Gafas de cerca
Tacho Rufino
Ésta la paga mesié
Cuarto de muestras
No he visto aún la nueva película de Sorrentino. Le critican como siempre sus excesos, su grandilocuencia, su enfermiza admiración de la belleza, sus pretensiones filosóficas, su mirada lenta y obsesiva, su misteriosa poesía. Todos los defectos y virtudes que conforman su mirada única. Más que contar una historia, Sorrentino en su cine nos pretende contagiar una emoción, un estado de ánimo contradictorio entre el deslumbramiento y el desengaño del que sólo nos salva en contadas ocasiones el humor.
Lo que a unos nos deslumbra a otros se les hace insoportable. Les suele pasar a los grandes. Cansados de las películas es las que no ocurre nada o, como mucho, lo de siempre; cansados de los efectos especiales que vuelven lo más extraordinario, vulgar; llega el barroquismo de Sorrentino, su innegable influencia de Fellini, su fascinación por el desencanto. Y no deja indiferente a nadie. En una época en la que el arte se ha convertido en un medio de entretenimiento y consumo más, Sorrentino nos interpela, nos mueve el sillón de nuestras comodidades y lugares comunes.

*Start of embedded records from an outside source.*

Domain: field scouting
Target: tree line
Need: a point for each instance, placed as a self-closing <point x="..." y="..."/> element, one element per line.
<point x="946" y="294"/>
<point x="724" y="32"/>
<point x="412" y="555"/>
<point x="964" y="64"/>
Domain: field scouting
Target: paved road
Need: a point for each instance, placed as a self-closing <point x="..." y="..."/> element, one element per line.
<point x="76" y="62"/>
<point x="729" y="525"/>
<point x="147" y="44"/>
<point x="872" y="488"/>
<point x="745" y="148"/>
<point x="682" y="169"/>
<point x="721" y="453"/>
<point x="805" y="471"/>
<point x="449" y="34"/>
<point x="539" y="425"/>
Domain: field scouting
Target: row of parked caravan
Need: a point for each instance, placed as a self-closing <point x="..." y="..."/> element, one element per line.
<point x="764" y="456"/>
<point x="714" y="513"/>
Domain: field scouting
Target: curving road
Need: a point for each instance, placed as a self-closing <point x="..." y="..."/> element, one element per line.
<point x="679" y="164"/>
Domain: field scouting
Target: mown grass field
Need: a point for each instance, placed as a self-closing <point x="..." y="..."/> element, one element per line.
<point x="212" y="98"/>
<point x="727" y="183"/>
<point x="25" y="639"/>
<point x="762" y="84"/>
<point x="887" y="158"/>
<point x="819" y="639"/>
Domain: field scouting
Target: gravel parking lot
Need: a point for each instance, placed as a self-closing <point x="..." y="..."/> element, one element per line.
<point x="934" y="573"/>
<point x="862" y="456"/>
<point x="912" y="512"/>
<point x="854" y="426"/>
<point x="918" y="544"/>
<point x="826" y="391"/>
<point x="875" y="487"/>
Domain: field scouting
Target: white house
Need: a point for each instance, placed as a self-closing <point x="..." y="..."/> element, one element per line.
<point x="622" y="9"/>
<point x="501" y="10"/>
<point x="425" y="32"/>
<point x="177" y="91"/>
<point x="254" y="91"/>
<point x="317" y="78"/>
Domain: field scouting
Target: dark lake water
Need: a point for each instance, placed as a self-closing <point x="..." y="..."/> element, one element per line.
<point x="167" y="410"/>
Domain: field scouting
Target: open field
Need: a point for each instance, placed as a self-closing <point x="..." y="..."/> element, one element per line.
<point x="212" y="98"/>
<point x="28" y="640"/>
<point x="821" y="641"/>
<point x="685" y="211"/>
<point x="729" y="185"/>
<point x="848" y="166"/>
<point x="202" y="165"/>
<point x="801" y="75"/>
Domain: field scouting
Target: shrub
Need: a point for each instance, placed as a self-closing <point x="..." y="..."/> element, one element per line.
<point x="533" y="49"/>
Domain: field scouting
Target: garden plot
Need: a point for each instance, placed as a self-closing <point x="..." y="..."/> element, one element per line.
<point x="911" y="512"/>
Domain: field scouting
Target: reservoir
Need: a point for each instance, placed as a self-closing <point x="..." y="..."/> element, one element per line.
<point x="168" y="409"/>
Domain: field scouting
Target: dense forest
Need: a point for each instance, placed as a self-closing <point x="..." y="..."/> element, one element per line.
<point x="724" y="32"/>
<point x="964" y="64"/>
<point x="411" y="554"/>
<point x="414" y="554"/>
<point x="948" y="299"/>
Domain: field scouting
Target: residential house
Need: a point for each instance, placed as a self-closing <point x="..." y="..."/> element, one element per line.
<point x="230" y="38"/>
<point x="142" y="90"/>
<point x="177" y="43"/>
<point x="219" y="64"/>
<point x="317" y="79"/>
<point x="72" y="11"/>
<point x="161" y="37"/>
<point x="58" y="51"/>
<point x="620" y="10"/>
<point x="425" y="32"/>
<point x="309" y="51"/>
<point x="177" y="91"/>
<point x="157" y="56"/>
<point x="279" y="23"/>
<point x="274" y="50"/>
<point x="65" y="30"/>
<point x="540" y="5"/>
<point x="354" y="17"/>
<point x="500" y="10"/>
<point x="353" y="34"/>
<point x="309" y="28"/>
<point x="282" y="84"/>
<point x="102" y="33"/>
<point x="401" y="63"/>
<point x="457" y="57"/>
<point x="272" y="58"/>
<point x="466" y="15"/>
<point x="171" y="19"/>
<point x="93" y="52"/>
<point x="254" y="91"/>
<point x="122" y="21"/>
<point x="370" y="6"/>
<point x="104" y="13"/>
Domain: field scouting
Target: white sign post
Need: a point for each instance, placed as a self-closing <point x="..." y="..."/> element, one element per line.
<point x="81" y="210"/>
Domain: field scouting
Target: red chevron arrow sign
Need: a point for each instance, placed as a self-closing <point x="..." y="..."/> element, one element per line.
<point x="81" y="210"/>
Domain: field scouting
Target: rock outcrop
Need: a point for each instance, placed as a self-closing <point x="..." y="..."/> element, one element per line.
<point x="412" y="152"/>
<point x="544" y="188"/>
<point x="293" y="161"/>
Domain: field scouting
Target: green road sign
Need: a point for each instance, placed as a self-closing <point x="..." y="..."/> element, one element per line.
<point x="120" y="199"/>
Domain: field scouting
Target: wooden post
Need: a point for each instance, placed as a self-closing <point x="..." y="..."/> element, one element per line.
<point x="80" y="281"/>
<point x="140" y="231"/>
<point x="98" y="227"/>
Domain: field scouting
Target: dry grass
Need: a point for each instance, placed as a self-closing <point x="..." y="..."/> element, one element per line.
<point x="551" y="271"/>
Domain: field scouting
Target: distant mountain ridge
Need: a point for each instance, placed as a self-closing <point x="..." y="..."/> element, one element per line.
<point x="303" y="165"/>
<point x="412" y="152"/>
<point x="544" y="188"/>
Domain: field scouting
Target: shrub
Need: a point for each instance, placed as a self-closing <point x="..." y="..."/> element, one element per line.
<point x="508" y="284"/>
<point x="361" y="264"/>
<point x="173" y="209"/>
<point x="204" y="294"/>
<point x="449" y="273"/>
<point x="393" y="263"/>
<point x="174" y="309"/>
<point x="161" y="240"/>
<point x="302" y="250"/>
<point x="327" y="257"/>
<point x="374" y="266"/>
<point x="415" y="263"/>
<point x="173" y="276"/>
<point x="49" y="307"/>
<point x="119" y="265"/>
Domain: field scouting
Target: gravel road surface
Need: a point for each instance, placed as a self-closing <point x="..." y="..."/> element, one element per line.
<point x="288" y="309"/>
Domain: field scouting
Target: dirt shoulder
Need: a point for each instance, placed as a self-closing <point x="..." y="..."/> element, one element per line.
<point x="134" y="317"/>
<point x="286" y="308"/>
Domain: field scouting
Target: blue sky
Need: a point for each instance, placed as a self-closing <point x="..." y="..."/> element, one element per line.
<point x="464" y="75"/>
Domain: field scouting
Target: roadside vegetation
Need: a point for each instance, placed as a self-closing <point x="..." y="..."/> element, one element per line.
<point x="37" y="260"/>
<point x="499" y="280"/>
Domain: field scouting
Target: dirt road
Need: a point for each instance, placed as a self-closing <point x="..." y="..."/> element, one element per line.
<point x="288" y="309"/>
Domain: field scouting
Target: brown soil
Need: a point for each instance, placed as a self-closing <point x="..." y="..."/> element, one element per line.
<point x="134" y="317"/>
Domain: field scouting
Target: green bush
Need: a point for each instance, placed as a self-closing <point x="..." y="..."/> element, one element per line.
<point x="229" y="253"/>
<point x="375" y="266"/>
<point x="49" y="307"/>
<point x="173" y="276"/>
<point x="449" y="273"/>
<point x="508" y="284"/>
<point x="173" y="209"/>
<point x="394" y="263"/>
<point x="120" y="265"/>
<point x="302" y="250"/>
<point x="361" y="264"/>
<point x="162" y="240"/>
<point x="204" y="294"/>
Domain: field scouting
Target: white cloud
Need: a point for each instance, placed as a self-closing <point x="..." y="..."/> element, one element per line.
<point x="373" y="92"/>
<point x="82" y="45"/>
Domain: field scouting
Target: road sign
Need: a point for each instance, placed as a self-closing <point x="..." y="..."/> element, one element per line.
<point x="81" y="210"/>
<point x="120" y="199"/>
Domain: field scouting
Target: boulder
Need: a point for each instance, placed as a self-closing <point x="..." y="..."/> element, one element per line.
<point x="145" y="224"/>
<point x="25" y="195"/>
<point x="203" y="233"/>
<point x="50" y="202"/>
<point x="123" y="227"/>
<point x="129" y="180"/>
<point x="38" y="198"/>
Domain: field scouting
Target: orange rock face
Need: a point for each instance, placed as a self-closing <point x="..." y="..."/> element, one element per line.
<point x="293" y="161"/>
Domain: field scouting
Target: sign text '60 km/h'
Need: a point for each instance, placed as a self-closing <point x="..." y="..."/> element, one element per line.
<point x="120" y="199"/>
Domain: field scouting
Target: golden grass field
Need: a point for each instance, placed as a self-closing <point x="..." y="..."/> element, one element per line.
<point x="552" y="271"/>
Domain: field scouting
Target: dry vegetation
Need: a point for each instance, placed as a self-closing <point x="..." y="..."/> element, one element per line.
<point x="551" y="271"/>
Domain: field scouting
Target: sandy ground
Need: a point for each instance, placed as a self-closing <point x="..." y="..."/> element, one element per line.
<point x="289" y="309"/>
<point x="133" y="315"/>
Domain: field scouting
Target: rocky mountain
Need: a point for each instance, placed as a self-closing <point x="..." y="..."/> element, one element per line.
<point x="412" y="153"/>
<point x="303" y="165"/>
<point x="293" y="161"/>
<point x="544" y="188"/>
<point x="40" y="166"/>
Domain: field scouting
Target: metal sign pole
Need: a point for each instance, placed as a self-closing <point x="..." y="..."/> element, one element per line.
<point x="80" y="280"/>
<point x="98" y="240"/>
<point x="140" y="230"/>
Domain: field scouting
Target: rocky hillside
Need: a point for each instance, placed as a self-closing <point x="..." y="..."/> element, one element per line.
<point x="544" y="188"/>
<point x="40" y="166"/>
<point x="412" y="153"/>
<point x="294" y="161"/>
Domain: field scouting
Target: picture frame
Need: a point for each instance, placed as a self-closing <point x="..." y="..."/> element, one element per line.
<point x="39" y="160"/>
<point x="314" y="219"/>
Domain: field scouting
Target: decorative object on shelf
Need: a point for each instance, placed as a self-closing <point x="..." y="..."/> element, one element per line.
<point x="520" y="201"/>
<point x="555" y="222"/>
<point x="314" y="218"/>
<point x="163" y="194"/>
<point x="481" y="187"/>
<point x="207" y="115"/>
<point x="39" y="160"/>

Les hablo del cine de Sorrentino porque en sus películas las ciudades son protagonistas. Lo es Roma en “La gran Belleza” y lo es Nápoles en “Fue la mano de Dios” y también en la recién estrenada “Parthenope”. Su mirada poética y enamorada le rinde tributo a las ciudades que ama. Deberían de enseñarnos a querer a nuestras ciudades porque, como todo lo que tenemos demasiado cerca, es fácil quererlas mal por exceso o por defecto, como hijos malcriados.
Ridículo es el orgullo chovinista del que cree vivir en el ombligo del mundo, pero no sé si es peor aquel que sólo ve defectos, vicios y pobreza en lo que tiene alrededor. El que ensucia con su mirada, quizás por frustración de su propia vida, el escenario que le ha acompañado a lo largo de los años. Cómo no querer a una ciudad, da igual cuál sea, la de cada uno, que nos ha ido regalando compañeros de colegio, amistades, amores, trabajo, emociones, anhelos e insignificantes triunfos. Una ciudad confortable que sitúa nuestra memoria en un pasado común en el que reconocernos. Una ciudad que hace de su belleza nuestra costumbre; de sus calles, nuestro camino y de sus iglesias, nuestra fe. Una ciudad que sólo nos ha robado, por nacer en ella, la posibilidad de mirarla con los ojos nuevos y fascinados de quien la visita por primera vez. Nuestra ciudad y todas aquellas que nos correspondan, deberían ser como el primer amor rendido. El indisimulable que se queda dentro y para siempre. Ese.